Je lui expliquai brièvement nos théories concernant la pureté de son sang et il apparut clairement qu’elle n’en savait rien. En même temps, il était assez cocasse d’imaginer qu’il lui aurait suffi d’un moment d’abandon avec elle-même pour tout foutre en l’air. Mais l’ambiance ici ne devait pas être très propice pour ce qui était du plaisir solitaire sous la couette.

– Au moins, personne n’a abusé de toi, ton sang pur te protège.

– L’une des femmes a essayé, il y a longtemps, nous étions encore à Venice.

– Laquelle de ces deux harpies ?

– Aucune, une troisième.

Comme quoi, il devait bien y en avoir trois. Lugosi avait lu ses classiques c’était bien.

– Et qu’est-il arrivé ? Il l’a punie pour ça ?

Elle sembla embarrassée par ma question, mais y répondit, fuyant le lit par la même occasion tout en se dirigeant vers la salle de bain.

– Il l’a attaché pour l’affaiblir, cela a duré des semaines. Sans sang ni nourriture. Puis il… il m’a obligée à la tuer.

Et à la voir, cela avait dû être une sacrée épreuve.

Les bruits d’eau m’informèrent sur ses activités et à peine sortie elle me proposa de l’imiter à mon grand étonnement. J’en étais alors à vérifier les issues qui, forcément, étaient non seulement verrouillées, mais sécurisées. Mieux que chez nous d’ailleurs.
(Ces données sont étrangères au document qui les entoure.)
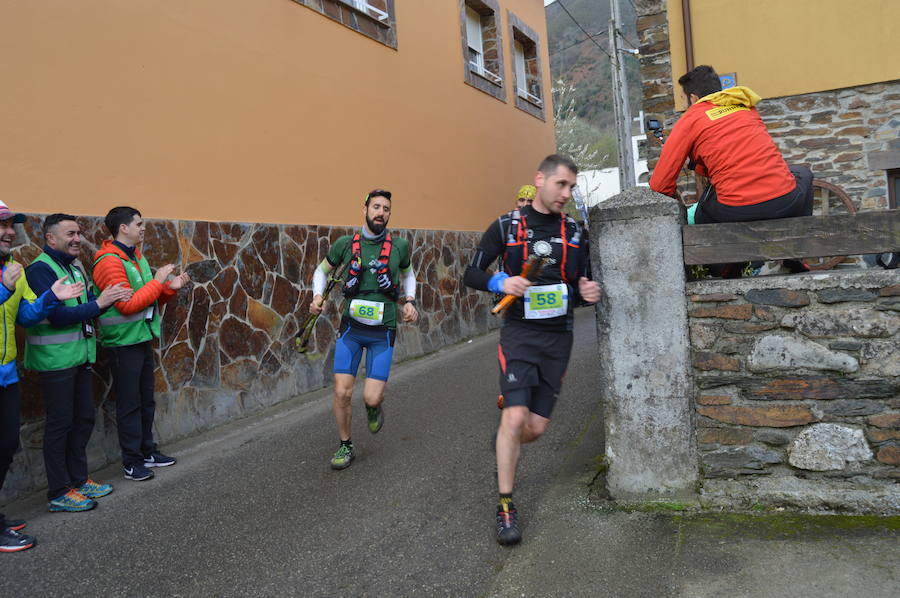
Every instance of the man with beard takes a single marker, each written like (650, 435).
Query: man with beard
(19, 305)
(536, 338)
(379, 273)
(62, 350)
(127, 330)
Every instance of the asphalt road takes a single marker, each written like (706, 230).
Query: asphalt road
(253, 509)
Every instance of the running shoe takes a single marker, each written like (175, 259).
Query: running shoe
(92, 489)
(15, 525)
(13, 541)
(137, 472)
(157, 459)
(72, 502)
(375, 416)
(342, 457)
(508, 525)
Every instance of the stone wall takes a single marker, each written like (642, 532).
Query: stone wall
(798, 390)
(227, 340)
(834, 132)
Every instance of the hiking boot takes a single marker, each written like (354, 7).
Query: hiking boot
(13, 541)
(72, 502)
(375, 415)
(157, 459)
(137, 472)
(92, 489)
(342, 457)
(508, 525)
(14, 524)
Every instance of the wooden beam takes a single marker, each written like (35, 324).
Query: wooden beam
(810, 236)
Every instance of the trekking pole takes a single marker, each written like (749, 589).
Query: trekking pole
(301, 341)
(530, 271)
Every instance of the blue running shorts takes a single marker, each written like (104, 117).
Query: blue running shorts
(379, 346)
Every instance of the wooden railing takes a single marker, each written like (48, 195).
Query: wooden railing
(807, 237)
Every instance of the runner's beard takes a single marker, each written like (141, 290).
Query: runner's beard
(376, 227)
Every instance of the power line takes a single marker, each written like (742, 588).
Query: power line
(581, 41)
(566, 10)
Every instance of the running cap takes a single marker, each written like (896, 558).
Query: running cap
(526, 192)
(7, 214)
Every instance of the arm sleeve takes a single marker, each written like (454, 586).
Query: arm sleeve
(40, 278)
(489, 249)
(33, 309)
(319, 280)
(675, 151)
(409, 282)
(336, 254)
(110, 271)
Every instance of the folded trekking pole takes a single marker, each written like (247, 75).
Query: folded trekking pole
(531, 270)
(302, 339)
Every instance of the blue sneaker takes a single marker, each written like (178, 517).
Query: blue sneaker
(157, 459)
(92, 489)
(72, 502)
(137, 472)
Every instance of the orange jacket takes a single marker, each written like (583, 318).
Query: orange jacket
(109, 272)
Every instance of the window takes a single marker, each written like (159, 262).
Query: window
(372, 18)
(527, 67)
(482, 46)
(893, 188)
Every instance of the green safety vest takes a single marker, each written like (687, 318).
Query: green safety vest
(50, 348)
(118, 330)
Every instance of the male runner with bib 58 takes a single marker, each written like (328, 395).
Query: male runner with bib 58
(378, 275)
(536, 338)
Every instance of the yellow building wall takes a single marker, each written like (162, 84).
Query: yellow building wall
(256, 111)
(790, 47)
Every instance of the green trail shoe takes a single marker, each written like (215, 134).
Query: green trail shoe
(342, 457)
(376, 418)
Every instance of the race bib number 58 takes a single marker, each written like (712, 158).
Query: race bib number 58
(546, 301)
(367, 312)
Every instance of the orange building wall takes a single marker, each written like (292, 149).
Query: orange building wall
(256, 111)
(784, 48)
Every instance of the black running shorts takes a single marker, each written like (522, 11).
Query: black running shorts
(532, 366)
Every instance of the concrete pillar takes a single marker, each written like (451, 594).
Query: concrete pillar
(645, 355)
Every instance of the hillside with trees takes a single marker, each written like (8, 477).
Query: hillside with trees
(582, 88)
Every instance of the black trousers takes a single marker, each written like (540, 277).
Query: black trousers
(10, 405)
(70, 420)
(132, 369)
(798, 202)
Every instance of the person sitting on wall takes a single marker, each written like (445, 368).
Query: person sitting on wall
(723, 136)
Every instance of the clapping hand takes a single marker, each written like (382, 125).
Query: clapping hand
(589, 290)
(65, 291)
(114, 294)
(11, 275)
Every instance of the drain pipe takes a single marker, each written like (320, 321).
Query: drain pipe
(688, 35)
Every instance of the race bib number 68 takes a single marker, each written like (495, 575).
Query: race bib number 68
(367, 312)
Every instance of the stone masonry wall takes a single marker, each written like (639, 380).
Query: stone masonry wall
(831, 131)
(798, 390)
(227, 340)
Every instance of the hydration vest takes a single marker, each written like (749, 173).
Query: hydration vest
(517, 245)
(386, 284)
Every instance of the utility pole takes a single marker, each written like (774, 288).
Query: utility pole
(620, 101)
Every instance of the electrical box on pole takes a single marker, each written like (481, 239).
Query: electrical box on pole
(620, 101)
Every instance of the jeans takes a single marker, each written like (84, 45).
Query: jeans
(69, 405)
(132, 368)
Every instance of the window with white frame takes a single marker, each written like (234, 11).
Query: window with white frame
(482, 46)
(372, 18)
(526, 66)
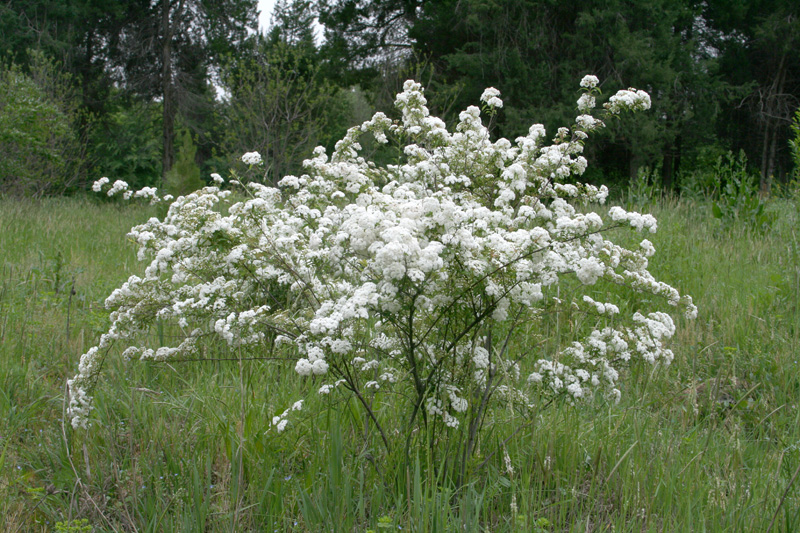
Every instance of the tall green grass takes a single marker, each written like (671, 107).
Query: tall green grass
(709, 444)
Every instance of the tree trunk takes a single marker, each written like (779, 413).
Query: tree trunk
(168, 122)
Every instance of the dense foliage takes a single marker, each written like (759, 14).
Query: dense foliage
(723, 78)
(409, 280)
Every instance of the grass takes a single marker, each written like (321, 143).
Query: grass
(709, 444)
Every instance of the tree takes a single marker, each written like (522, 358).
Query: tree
(759, 43)
(170, 49)
(40, 152)
(532, 49)
(279, 103)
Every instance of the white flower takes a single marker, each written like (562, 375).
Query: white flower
(251, 158)
(491, 97)
(589, 81)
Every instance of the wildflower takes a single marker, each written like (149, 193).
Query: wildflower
(251, 158)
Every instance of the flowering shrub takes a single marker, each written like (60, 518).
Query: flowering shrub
(413, 278)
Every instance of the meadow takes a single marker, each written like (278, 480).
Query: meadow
(710, 443)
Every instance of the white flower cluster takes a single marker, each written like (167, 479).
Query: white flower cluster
(251, 158)
(491, 97)
(385, 277)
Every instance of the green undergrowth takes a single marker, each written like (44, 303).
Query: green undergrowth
(709, 444)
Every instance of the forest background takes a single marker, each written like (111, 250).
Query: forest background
(166, 92)
(163, 93)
– Je ne tiens pas à tomber avec un vampire sous la douche.

– Il ne viendra pas avant ce soir. Ses femmes porteront à manger à midi comme chaque jour je suppose, mais pour ce qui est du maître, on le voit rarement le jour.

Tiens… et il allait nous laisser seuls ou presque toute une journée ? Sincèrement, il n’avait pas peur que je ruine sa source ? Où son but était de me « punir » moi aussi et de la même façon si jamais j’avais le culot de la toucher. Je commençais à cerner ce qui animait son côté « joueur ». Une sorte de plaisir sadique n’hésitant pas à jouer à « quitte ou double » pour l’assouvir.